Bloody Gates

Wrath and Glory

gaming gm settings rpg scifi

I'm reading through the published adventures available for Cubicle 7's Wrath and Glory Warhammer RPG. Bloody Gates is the first part of a quartet of adventures, followed by On the Wings of Valkyries, Lord of the Spire, and Affliction Ascendant. This is an interesting series, because it's not sequential. Instead, they're four adventures set during the same military campaign to liberate Tora Armis, a minor hive spire on the Hive World of Gilead Primus. In fact, the opening sequence of On the Wings of Valkyries is seen in the distance by players in section 3 of this adventure. It's a fascinating technique and although I haven't played these adventures at the time of writing this blog post, I do like the concept.

This review contains spoilers.

Framework

In Bloody Gates, the framework is the Penal Brigade. Players start the game as prisoners, sentenced to service in a brigade called the Gilead Gravediggers. The Gravediggers consists of around 80,000 Imperial citizens, most hoping to earn freedom through acts of valour. In reality, the Gravediggers are a blunt instrument used by the generals who need to overwhelm an enemy with numbers.

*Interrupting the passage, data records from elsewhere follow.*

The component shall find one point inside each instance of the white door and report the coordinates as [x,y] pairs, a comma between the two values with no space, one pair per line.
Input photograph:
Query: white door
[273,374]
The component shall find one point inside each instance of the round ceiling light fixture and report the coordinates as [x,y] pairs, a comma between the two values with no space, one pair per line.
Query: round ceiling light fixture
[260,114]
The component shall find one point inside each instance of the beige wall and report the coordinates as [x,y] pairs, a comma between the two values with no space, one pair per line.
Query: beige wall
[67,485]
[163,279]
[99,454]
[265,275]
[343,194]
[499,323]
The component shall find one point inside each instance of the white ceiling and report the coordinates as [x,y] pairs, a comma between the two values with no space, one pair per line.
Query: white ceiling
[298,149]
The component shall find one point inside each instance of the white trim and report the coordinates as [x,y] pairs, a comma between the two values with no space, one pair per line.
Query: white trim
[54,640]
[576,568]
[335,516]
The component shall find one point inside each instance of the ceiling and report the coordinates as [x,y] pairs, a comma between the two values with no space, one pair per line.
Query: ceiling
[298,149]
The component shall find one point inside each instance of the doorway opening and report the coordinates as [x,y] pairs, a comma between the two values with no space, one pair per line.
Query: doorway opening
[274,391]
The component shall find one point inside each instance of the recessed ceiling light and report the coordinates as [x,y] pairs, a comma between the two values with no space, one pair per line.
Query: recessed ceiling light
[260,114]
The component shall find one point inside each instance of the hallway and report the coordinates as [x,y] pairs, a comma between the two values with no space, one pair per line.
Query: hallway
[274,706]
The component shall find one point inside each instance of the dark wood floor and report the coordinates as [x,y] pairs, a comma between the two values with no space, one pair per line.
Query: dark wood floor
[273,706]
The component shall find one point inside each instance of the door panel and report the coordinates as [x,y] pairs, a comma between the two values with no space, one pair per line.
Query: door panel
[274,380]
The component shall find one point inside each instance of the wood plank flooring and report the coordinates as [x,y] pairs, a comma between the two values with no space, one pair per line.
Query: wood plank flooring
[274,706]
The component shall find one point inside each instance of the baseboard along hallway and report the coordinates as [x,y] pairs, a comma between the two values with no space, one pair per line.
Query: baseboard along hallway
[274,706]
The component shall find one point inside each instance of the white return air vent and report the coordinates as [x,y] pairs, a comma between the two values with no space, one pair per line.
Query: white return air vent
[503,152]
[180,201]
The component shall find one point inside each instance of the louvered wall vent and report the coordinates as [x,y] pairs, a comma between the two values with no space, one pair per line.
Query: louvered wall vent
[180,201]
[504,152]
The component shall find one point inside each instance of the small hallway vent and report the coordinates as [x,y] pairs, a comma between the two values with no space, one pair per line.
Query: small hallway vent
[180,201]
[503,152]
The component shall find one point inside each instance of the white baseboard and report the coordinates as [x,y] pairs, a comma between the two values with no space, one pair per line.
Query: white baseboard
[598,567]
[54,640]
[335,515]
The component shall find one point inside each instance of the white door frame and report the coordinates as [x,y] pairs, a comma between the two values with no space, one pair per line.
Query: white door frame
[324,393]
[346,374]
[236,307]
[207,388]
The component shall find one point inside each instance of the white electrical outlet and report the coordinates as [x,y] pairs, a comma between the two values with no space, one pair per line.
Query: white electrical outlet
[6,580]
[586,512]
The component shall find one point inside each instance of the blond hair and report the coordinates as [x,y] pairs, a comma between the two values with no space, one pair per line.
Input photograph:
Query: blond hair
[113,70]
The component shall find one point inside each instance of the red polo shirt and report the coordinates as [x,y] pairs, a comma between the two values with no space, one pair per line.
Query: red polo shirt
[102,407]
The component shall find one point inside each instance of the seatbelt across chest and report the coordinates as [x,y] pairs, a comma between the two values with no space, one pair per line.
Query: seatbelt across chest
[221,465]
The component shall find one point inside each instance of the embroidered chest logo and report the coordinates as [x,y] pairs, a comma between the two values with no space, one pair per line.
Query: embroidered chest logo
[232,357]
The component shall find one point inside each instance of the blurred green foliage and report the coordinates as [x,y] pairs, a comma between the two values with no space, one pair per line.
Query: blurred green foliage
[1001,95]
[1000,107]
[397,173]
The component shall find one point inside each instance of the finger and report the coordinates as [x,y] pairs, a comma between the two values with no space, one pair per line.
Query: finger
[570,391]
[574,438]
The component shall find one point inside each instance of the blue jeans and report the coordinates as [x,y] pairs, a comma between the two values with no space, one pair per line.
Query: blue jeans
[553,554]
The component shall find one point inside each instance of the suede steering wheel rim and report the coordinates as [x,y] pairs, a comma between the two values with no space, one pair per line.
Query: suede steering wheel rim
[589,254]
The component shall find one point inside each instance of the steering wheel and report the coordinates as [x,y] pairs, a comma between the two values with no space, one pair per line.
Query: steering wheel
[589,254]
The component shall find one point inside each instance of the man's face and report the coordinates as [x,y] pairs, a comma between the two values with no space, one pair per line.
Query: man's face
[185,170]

The adventure is Tier 1, so it suggests that the Imperial Guardsman Archetype is most appropriate. It's flexible enough, however, for an Adepta Sororitas or Ministorum Priest Archetype serving in the Gravediggers as mentors, or even an Inquistorial Acolyte working undercover.

Relentless

This is one of those rare adventures that manages to come as close to a skirmish war game as possible while remaining an RPG. You're dropped into battle almost immediately, and from then on you're on the battlefield, pushing ever forward against impossible odds. You move from objective to objective, taking orders from your general as you go.

In the first part of the adventure, the players are delivered to an outer wall of Tora Armis's fortifications in a Chimera transport. Assuming they make it to the wall, they have to scale it and disable an anti-tank gun turret, while dodging enemy combatants in foxholes along the way. It's basically impossible, and that's just the first part.

Then the second part happens, assuming the player characters are still alive. Now that they've taken out the gun, the Leman Russ tanks roll in to advance. The players are told to go out in front and clear a path for the tanks by finding and disarming landmines. Unfortunately for the players, there are enemy strike teams in the minefield, so they have to contend with that too.

Part three takes place at the eponymous bloody gates into the city, and part four takes place on the ground level of the spire. There are complications every step of the way, and it's not always just the obvious battlefield stuff. There are moments of chilling social interaction, with allies out on the field, strangers of unknown allegiance, citizens caught in the crossfire, and lots more.

Layout

The booklet's layout is the same as Graveyard Shift, with clear statements of the player's immediate goals at the top of each major section. it's the one of the friendliest layouts in an RPG I've ever seen, and I wish more systems would adopt it.

The only complaint (if you can call it that) about the book is that stat blocks are in the back of the book instead of the section where the enemy appears. I'm not saying that's the wrong choice, because I think it's a legitimately efficient method of providing stat blocks. I do tend to prefer stat blocks to appear in the flow of the story, though. It just tends to work a little better for me.

Then again, with a good bookmarking system, it's arguably better in the back of the book than integrated into the story. After all, what happens when you suddenly decide you need a low-level soldier stat block in a section that the book itself doesn't call for one? If the stat blocks are stuck in the back of the book, you know exactly where to turn.

It's an easy booklet to use, and for whatever fault I find in its design, several of the Wrath & Glory adventures are easy to follow and easy to use.

Military horror

I don't know what it's like to be in a war zone, and I don't ever care to find out. I have no need for a realistic simulation of war, either. This adventure has opportunities for cinematic heroism and cinematic moral dilemma. That's goood enough for me. This adventure is as close to the stress of war I ever want to get, and even in the safety of imagination, this can hit pretty hard in some scenes.

Images from this adventure have stayed with me since reading it. Conscripted soldiers cowering in fear as they're being threatened at gunpoint by their Commissar. Refugees pouring out of a city that's been overrun by a fundamtalist cult. Eyes peering out of foxholes. Decimated cities.

It's all standard stuff for a wargame, but you don't think about how the setting is affected by the shift from playing with a bunch of toy soldiers surrounded by plastic terrain to the limitless depths of your own imagination. It can become an all-too real kind of horror, so this may not be an adventure to take on lightly. If you're going to run this adventure, warn your players that it contains the horrors of war, and stay flexible as you run it. This is a relentless storyline, and for the right gaming group it's very very good.

Next is On the wings of valkyries, which is equally as powerful but with a fascinating aspect of hopefulness in it.